Среди других его учеников необходимо назвать Адриана ван Остаде, живописца крестьянских попоек в стиле Броувера; Говарта Флинка, получившего официальный заказ на прославление Мюнстерского мира, а затем на создание внутреннего убранства новой амстердамской ратуши; а также всех тех, кто во множестве писал библейские сцены, портреты оцепеневших стариков, размышляющих раввинов, — все те сюжеты, к которым приобщил их Рембрандт и от которых эти художники не смогут отойти, увязнув в рембрандтовском реквизите, в той восточной пышности, которая служила ему лишь фоном и которая станет сущностью для продолжателей его искусства.
В общем, к нему приходили художники, которые затем избрали разные направления в голландском искусстве, и это позволяет заключить: черенок-Рембрандт, привитый к стволу национального искусства, пусть и дал мало новых побегов (хотя Карел Фабрициус, Самюэль ван Хоогстратен, Николас Мае — уже много), но, по меньшей мере, на долгое время сохранил его оригинальность, отсрочив упадок и угасание голландской живописи в конце века. В то время как критики из-за рубежа тыкали пальцем в причудливость северной школы, не подчинявшейся теориям Прекрасного в том виде, в каком их стремились навязать Болонья и Рим, мастерская Рембрандта поддерживала свое дикарское отличие, зажигала встречный пал против пожара галантных аллегорий, прокатившегося по всей Европе. Наверное, он знал, на что замахнулась его мастерская, какую роль сопротивления играла она. Посреди разрастающейся смуты он знал, что должен удержаться на вершине большой живописи. Наверное, после него эта требовательность к сюжетам исчезнет. Но не из-за недостатка мужества и энергии. Рембрандт предоставил в распоряжение художников лучшее, что было в нем самом. Ему было неважно, что их порой удивляло его неистовство. Пускай его живопись открывала им слишком многое в нем самом, передавала в общее пользование тайны его личного творчества. Он предпочитал ничего не скрывать, отдавать всю свою творческую силу до тех самых пределов, где искусство разбивало его жизнь.
Безо всяких ограничений,
Ибо обучение лишь тогда идет на лад, когда силы притяжения и отторжения сопрягаются, чтобы породить вдали от солнца новую звезду. Так родился Рембрандт против Рубенса, а Вермеер — против Рембрандта. Но зачем в таком случае говорить об учениках?

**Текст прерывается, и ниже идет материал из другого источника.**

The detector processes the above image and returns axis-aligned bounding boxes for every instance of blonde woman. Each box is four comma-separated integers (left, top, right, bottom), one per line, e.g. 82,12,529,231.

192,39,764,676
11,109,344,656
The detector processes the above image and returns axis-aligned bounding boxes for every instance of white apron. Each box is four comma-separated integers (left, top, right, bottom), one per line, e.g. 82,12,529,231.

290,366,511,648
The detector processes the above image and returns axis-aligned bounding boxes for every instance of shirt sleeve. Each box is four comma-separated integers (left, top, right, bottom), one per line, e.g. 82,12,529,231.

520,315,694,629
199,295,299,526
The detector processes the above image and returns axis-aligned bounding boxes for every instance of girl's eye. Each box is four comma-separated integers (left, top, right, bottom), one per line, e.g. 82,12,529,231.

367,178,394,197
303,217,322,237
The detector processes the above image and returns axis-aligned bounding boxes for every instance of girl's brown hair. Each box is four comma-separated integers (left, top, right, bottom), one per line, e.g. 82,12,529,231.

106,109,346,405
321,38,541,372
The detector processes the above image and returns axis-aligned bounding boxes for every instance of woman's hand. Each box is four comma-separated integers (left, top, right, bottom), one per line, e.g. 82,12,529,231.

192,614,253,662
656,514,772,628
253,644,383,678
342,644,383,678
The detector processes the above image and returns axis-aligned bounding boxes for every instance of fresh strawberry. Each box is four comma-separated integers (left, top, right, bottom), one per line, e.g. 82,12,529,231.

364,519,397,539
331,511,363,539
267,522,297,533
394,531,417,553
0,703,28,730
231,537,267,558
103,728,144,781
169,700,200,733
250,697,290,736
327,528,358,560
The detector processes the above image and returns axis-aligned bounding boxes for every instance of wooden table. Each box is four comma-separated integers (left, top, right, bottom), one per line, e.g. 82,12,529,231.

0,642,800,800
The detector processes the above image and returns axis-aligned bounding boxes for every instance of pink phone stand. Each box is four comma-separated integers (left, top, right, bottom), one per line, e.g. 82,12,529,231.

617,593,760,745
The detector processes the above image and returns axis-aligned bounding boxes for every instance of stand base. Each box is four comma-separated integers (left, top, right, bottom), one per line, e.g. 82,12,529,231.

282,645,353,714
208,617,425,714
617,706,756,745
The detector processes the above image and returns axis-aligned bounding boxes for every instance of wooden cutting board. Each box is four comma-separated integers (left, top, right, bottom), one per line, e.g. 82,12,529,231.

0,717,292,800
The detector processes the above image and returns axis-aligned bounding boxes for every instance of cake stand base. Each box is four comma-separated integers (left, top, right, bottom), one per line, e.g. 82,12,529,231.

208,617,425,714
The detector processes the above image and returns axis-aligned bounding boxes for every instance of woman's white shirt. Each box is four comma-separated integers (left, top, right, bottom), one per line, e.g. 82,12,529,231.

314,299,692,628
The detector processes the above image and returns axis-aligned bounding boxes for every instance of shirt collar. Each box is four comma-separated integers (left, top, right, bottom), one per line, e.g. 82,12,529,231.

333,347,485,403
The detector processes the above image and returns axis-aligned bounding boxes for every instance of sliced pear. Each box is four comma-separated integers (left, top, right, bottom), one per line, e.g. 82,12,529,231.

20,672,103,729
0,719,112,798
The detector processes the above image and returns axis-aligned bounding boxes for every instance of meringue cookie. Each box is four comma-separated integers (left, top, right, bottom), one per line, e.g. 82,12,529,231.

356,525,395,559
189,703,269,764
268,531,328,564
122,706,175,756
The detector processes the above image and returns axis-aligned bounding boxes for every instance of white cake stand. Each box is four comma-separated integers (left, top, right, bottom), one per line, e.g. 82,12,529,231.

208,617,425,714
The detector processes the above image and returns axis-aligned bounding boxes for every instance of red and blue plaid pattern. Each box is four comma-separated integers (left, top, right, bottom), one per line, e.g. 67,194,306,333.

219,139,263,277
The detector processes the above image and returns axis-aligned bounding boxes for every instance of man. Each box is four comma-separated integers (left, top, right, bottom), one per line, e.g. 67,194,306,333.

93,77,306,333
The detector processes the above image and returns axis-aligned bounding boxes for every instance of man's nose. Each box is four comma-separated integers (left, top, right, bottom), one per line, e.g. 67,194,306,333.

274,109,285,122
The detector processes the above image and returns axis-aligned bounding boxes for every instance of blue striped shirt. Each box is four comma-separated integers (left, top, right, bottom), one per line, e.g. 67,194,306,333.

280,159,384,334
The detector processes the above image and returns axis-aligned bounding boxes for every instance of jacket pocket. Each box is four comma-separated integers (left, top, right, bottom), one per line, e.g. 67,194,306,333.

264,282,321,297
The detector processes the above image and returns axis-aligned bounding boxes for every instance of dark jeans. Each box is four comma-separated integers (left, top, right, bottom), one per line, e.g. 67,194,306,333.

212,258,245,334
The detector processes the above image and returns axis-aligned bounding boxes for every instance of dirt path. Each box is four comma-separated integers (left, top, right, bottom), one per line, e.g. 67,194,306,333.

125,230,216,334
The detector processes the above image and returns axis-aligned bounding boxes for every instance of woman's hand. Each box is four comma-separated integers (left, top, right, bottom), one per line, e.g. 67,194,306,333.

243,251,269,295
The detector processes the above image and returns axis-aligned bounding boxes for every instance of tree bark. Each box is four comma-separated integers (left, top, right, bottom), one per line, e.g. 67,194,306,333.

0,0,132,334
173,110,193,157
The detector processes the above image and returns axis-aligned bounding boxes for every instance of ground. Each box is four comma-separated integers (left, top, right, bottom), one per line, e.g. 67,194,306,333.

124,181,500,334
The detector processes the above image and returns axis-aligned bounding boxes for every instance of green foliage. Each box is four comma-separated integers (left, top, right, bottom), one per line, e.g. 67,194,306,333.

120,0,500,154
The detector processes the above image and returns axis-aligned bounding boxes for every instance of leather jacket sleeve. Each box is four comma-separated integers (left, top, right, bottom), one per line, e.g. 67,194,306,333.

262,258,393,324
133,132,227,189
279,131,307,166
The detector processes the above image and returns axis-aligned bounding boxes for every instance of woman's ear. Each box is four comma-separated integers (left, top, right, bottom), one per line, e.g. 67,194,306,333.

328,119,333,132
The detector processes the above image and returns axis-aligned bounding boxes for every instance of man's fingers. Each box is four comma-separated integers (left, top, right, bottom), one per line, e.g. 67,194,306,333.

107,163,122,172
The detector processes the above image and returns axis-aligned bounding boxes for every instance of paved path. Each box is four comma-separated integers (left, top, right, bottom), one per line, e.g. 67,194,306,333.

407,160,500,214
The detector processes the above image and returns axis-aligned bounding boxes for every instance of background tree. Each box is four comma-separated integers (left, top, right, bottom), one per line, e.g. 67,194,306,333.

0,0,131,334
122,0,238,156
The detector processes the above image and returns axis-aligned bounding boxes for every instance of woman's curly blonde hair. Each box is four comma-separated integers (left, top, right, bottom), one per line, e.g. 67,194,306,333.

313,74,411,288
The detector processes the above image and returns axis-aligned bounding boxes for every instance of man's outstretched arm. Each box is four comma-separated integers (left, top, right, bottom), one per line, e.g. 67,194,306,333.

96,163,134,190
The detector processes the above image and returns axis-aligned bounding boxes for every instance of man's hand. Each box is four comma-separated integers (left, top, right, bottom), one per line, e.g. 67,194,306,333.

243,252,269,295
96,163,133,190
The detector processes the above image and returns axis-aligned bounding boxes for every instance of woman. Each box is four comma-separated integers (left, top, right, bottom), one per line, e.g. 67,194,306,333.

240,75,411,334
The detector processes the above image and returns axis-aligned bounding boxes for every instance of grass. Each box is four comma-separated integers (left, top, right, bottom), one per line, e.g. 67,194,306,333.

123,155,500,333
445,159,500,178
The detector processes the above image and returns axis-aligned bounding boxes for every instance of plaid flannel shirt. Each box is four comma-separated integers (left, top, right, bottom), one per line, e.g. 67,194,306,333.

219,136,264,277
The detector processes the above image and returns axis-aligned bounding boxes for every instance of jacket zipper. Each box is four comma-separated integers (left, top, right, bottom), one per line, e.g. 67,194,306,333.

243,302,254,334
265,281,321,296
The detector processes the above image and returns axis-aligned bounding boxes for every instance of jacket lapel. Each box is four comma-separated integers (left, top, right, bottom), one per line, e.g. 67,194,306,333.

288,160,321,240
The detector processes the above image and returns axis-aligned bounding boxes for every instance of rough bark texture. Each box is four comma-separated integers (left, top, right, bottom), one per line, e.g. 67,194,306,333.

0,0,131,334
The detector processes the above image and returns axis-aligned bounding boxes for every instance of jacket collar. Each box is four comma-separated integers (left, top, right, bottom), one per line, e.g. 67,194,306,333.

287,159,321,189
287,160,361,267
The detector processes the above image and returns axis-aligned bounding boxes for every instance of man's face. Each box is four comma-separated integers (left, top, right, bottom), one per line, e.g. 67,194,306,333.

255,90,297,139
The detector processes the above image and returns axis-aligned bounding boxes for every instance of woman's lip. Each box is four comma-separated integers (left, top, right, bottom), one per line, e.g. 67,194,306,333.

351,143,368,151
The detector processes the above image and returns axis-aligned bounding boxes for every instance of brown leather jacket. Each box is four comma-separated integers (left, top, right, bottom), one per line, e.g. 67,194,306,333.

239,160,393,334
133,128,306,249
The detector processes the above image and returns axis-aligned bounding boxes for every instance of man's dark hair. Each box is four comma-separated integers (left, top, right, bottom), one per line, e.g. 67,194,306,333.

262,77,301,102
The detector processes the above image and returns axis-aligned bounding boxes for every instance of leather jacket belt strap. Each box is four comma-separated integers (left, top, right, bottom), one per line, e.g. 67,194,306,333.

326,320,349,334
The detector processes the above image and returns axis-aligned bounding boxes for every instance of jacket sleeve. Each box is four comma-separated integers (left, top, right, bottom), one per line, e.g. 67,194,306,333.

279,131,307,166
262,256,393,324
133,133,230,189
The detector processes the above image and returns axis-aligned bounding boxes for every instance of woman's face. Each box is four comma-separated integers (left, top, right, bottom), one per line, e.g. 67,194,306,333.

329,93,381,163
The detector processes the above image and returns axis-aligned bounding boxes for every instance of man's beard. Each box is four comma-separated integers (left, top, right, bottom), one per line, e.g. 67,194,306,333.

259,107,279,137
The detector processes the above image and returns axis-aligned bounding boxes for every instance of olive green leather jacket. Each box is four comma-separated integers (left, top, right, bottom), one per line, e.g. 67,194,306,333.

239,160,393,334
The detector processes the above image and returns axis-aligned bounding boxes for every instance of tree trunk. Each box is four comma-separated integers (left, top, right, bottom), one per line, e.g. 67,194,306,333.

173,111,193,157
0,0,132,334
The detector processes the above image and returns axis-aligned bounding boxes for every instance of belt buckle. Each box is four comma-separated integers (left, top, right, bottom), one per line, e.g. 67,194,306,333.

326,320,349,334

Рембрандт придал своей мастерской весьма своеобразное направление. Хотя он один писал «Жизнь Христа», хотя его «Жизнь Саскии» относилась к сугубо интимному творчеству, в своей мастерской он желал готовить художников, способных предложить для дворцов, городских ратуш, залов цеховых собраний религиозную живопись, которая облекла бы кальвинизм в форму и цвет. Будучи набожным человеком, он по-прежнему полагал, что священные сюжеты нельзя оставлять в удел лишь поэзии, театру и музыке, они должны жить и в изобразительном искусстве. Он представлял себе большие полотна, которыми Голландия ответила бы на великие католические картины Фландрии и Испании.
Он пишет «Жертвоприношение Авраама» как собственную интерпретацию гениальной версии Караваджо, принимается за серию из четырех картин о Самсоне — тема, за которую уже брался в Лейдене; на этот раз он будет заниматься ею с 1635 по 1641 год, — и пишет свою версию «Похищения Ганимеда». Все эти работы начаты в одном и том же 1635 году. Тут тоже свет и тень и их взаимопроникновение, но на этот раз свет более не исходит от тел как струящаяся духовная сила, делающая предметы нематериальными; но движения часто грубы, порой невыносимо грубы, и он нашел способ их передать: взмахи крыльев орла, уносящего в воздух толстого писающего мальчика; нож, выпадающий из руки Авраама перед жертвоприношением; вопли Самсона, перебудившие весь квартал. Рембрандт создает театральную жестикуляцию, которой еще не видывали в живописи. Он вторгается в сюжеты бесцеремонно, без благоговения перед тем, что пишет. Еще никто не был так непочтителен с Ганимедом, так жесток с ослепленным Самсоном. Рембрандт овладевает героями Библии и мифов и доводит их до того уровня, на котором не скрывают физической слабости, страха, заставляющего мочиться; пота, гноя, брызжущей крови. Конечно, в XVII веке по всей Европе церковные алтари украшали сценами мученичества, в дворцовых галереях вывешивали картины с изображениями мук и агонии, но все они были вполне благопристойны: стрелы, пронзавшие святого Себастьяна, выглядели на нем декоративно, а умирающая Лукреция обнажала красивейшую в мире грудь. В Италии, во Фландрии или во Франции красота самой живописи возвышала страдания. Не показывалось ничего отталкивающего. Рембрандт, не позволив себе следовать умиротворяющим академическим правилам, оказался близок к Шекспиру. И тот и другой брали Историю и Мифологию со всеми их страхами, смятением и надеждами. Они трактовали сюжеты по велению сердца, без всяких ограничений, стараясь добавить свое личное отношение ко всем этим историям, ужас которых был несколько сглажен силой метафоры.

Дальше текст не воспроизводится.